Plasmas produce many different forms of energy including heat, light and electromagnetic radiation (EMR) such as radio waves and X-rays. These EM effects can be controlled by altering the power supply, method of excitation, plasma geometry and composition and gas flow rates. Plasma science is a highly multidisciplinary area of research, with applications in materials science, biotechnology and medicine. The success of LTP technology in commercial products often depends on the ability to control the various physical effects.
Among the most well-known examples of commercial technology that commonly uses plasmas are fluorescent lamps, flat panel displays and space exploration.
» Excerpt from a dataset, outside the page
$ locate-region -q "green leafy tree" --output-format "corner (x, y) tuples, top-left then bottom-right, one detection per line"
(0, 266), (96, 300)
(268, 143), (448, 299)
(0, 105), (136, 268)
Plasma technologies have made significant contributions to reducing the environmental and economic costs of lighting and display systems.
For example, the plasma-based electric propulsion thrusters used to keep communications satellites in their desired orbits are an established technology that has been adapted for use on deep space missions. The gridded ion thruster system used by NASA on its Dawn mission to visit an asteroid and the ESA's BepiColombo mission to reach Mercury have both utilized plasma propulsion.
The first large flat panel display televisions were plasma-based, and they continue to hold a significant market share today against competing technologies such as liquid crystal displays (LCD). Plasma display technology relies on small cells filled with a mixture of gases that respond to an applied voltage. When the cell is activated, electrons strike mercury particles in the cell and cause them to shed photons of a particular color. Changing the voltage applied to the cell causes the displayed image to shift.